En tant que Procureur des Flagrants Délires, Pierre Desproges se laissa aller à des envolées lyriques du style Bossuet ou Malraux :
"Guy Bedos n'est plus. La France perd le meilleur de ses fils et la rampe le meilleur de ses feux. Que dire du désarroi qui nous broie et de la douleur qui nous noue sinon quand nos coeurs l'un et l'autre cohabitent, pour reprendre le cri d'amour du crapaud. Aujourd'hui, te voici comme un langui Guy
où tu parais plus grand couché qu'accroupi et ma voix émue mue de te savoir si mou. "

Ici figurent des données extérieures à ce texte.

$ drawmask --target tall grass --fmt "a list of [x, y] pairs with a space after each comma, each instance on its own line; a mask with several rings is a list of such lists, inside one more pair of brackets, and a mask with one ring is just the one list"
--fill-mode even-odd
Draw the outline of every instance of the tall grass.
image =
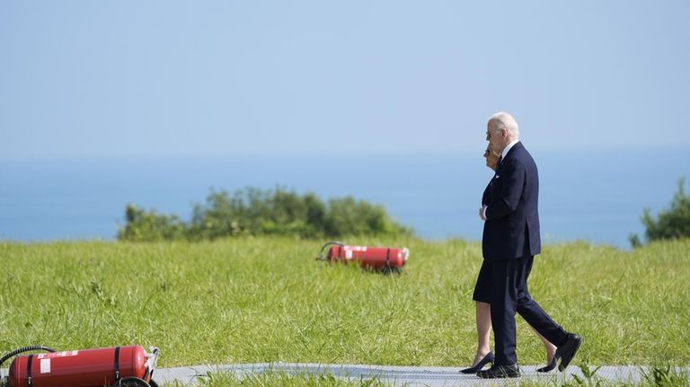
[[[0, 243], [0, 354], [31, 344], [161, 348], [159, 366], [254, 362], [466, 365], [481, 246], [406, 246], [400, 276], [315, 261], [320, 241]], [[576, 363], [690, 363], [690, 241], [547, 246], [534, 297], [581, 334]], [[518, 319], [520, 364], [544, 362]], [[6, 366], [7, 365], [5, 365]]]

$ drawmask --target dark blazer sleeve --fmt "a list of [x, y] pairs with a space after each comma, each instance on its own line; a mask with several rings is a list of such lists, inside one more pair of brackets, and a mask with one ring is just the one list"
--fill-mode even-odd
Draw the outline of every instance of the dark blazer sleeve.
[[525, 165], [515, 163], [515, 159], [506, 161], [506, 164], [497, 174], [502, 179], [499, 197], [486, 208], [486, 218], [500, 219], [515, 212], [520, 204], [522, 187], [525, 185]]

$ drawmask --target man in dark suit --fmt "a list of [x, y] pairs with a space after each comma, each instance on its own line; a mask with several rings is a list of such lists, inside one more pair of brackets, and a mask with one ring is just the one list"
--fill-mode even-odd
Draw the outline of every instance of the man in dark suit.
[[479, 215], [484, 221], [482, 251], [491, 269], [491, 324], [495, 362], [477, 375], [518, 377], [515, 353], [515, 313], [558, 347], [558, 369], [565, 370], [582, 339], [566, 332], [532, 299], [527, 277], [535, 255], [541, 252], [539, 236], [539, 175], [536, 164], [520, 143], [518, 123], [500, 112], [489, 119], [486, 139], [501, 153], [488, 198]]

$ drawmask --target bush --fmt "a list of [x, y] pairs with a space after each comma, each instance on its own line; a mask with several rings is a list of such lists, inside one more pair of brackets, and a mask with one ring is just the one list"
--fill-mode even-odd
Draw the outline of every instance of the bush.
[[[671, 207], [661, 211], [657, 216], [645, 208], [641, 222], [646, 231], [644, 236], [648, 242], [663, 239], [679, 239], [690, 237], [690, 196], [686, 194], [686, 180], [678, 180], [678, 190], [673, 197]], [[632, 247], [642, 244], [637, 234], [630, 236]]]
[[208, 194], [197, 204], [189, 224], [174, 215], [146, 212], [133, 205], [126, 209], [121, 241], [185, 239], [214, 240], [235, 235], [295, 235], [337, 238], [346, 235], [411, 234], [411, 229], [394, 222], [382, 206], [351, 197], [324, 204], [314, 193], [298, 195], [281, 189], [247, 188], [230, 195]]
[[146, 212], [133, 204], [125, 207], [125, 226], [118, 230], [118, 239], [131, 242], [155, 242], [182, 239], [187, 226], [175, 215]]

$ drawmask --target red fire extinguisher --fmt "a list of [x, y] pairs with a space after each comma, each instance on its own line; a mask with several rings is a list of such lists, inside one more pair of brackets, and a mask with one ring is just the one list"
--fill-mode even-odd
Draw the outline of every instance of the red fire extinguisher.
[[158, 348], [146, 353], [141, 346], [113, 347], [57, 352], [41, 346], [10, 352], [0, 365], [20, 353], [10, 365], [9, 375], [0, 387], [157, 387], [151, 376], [158, 361]]
[[322, 246], [318, 259], [346, 263], [354, 261], [363, 268], [390, 274], [400, 273], [408, 258], [410, 250], [407, 248], [349, 246], [341, 242], [328, 242]]

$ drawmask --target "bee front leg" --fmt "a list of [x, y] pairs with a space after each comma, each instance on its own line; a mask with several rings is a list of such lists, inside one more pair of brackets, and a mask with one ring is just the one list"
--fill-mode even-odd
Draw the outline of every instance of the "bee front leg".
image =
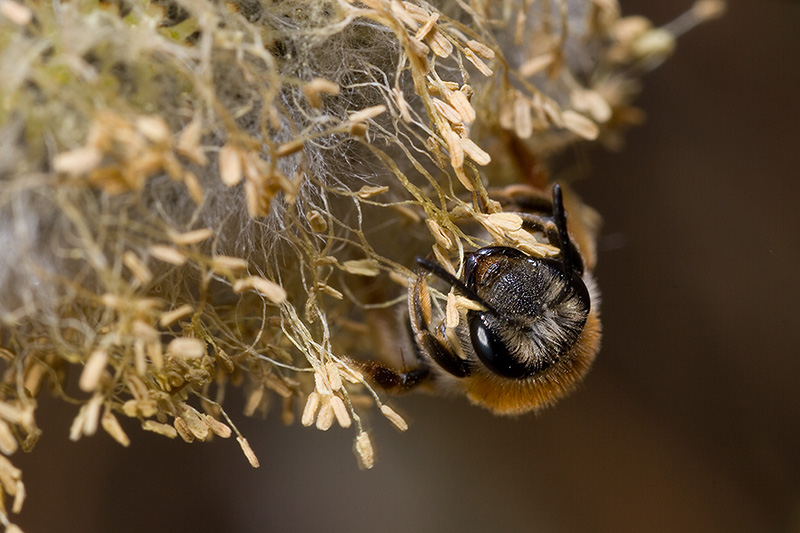
[[448, 346], [446, 339], [440, 339], [430, 331], [431, 297], [422, 276], [419, 276], [408, 294], [409, 322], [412, 341], [421, 359], [432, 359], [443, 370], [463, 378], [469, 375], [467, 361]]

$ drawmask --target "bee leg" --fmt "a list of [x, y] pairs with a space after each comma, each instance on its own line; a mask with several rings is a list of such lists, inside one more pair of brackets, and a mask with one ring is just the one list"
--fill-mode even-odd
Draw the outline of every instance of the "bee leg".
[[411, 340], [420, 359], [433, 359], [443, 370], [456, 377], [469, 375], [469, 366], [464, 359], [447, 346], [444, 339], [436, 337], [428, 329], [431, 320], [431, 298], [422, 277], [419, 277], [409, 291], [409, 323]]
[[377, 361], [354, 361], [375, 385], [389, 393], [408, 392], [426, 383], [431, 372], [427, 365], [398, 372]]

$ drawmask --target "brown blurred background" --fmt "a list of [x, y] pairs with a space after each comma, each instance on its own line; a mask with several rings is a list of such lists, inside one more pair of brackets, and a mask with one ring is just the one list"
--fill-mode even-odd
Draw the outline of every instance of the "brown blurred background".
[[[656, 24], [690, 1], [623, 0]], [[800, 531], [800, 3], [736, 1], [645, 79], [647, 123], [586, 153], [577, 185], [605, 218], [604, 346], [542, 416], [495, 418], [412, 396], [399, 434], [236, 416], [235, 442], [126, 426], [68, 440], [43, 398], [18, 455], [42, 531]], [[241, 401], [241, 399], [234, 399]], [[234, 414], [237, 408], [230, 409]]]

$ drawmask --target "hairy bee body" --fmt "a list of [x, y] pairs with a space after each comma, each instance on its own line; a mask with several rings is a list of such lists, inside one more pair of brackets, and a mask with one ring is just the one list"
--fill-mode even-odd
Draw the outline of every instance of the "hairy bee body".
[[[600, 347], [599, 292], [591, 274], [595, 263], [593, 211], [562, 191], [552, 199], [537, 189], [513, 186], [493, 191], [505, 212], [520, 216], [523, 228], [559, 250], [533, 257], [509, 246], [468, 253], [460, 277], [429, 259], [409, 287], [408, 323], [416, 365], [396, 372], [378, 363], [362, 368], [387, 390], [423, 383], [455, 390], [497, 414], [520, 414], [552, 405], [588, 372]], [[432, 306], [430, 275], [470, 302], [457, 324]]]

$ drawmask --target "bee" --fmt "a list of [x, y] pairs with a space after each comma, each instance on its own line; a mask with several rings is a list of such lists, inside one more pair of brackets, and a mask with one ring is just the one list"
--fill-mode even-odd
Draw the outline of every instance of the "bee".
[[[554, 404], [588, 372], [601, 336], [599, 292], [591, 274], [593, 228], [577, 220], [568, 230], [559, 185], [551, 198], [527, 186], [492, 197], [558, 254], [533, 257], [517, 248], [487, 246], [464, 257], [461, 277], [418, 258], [408, 292], [416, 363], [404, 371], [374, 361], [360, 365], [384, 390], [432, 385], [459, 391], [496, 414], [513, 415]], [[455, 328], [448, 328], [443, 317], [434, 321], [430, 276], [471, 303]]]

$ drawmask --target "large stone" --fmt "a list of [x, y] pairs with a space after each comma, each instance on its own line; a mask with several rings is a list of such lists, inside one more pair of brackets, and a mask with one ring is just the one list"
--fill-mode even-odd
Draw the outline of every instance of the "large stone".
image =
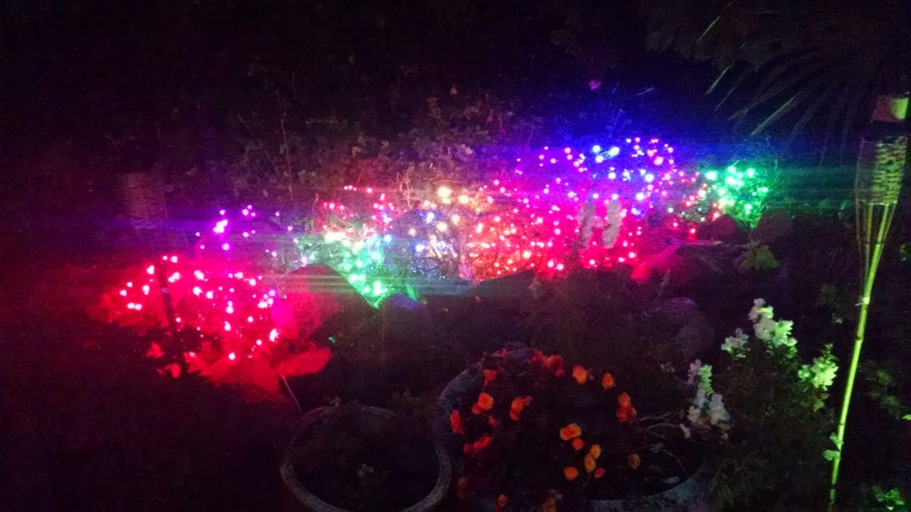
[[532, 299], [535, 271], [485, 281], [466, 293], [497, 306], [515, 306]]
[[670, 258], [670, 284], [676, 288], [711, 288], [737, 278], [729, 246], [684, 245]]
[[334, 270], [308, 265], [288, 274], [285, 297], [275, 302], [272, 320], [284, 338], [309, 340], [330, 319], [353, 322], [374, 308]]
[[773, 243], [793, 234], [793, 220], [782, 209], [770, 209], [763, 212], [756, 228], [750, 232], [750, 241]]
[[676, 333], [673, 343], [675, 352], [681, 358], [678, 366], [689, 364], [690, 361], [714, 343], [711, 323], [699, 310], [699, 305], [687, 297], [662, 302], [656, 312], [656, 319]]
[[730, 215], [701, 224], [696, 231], [700, 240], [723, 241], [725, 243], [743, 243], [747, 241], [746, 230]]
[[427, 308], [404, 295], [393, 295], [380, 306], [384, 347], [407, 347], [426, 343], [434, 335]]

Pierre Desproges imagine les hommages de la presse au décès de son compère. Chez Libération, l’humoriste serait salué : « Bedos est parti, le froid du destin coup de poing nous atteint en plein hiver, glacé comme un marron ». Il imagine que même l’hebdomadaire d’extrême droite Minute lui rendrait hommage d’une manière bien particulière. « Chouchou de l’intelligentsia cosmopolite de l’Avenue Foch, le pétomane pro-palestinien Guy Bedos, né Bedostein, vient de passer l’arme où ça ? À gauche évidemment ! », s’amuse Pierre Desproges.

« adieu l’artiste, va en paix. Je saurais m’occuper de ta veuve et de ton cher public ».
Trente-deux ans plus tard, les deux amis se retrouvent enfin.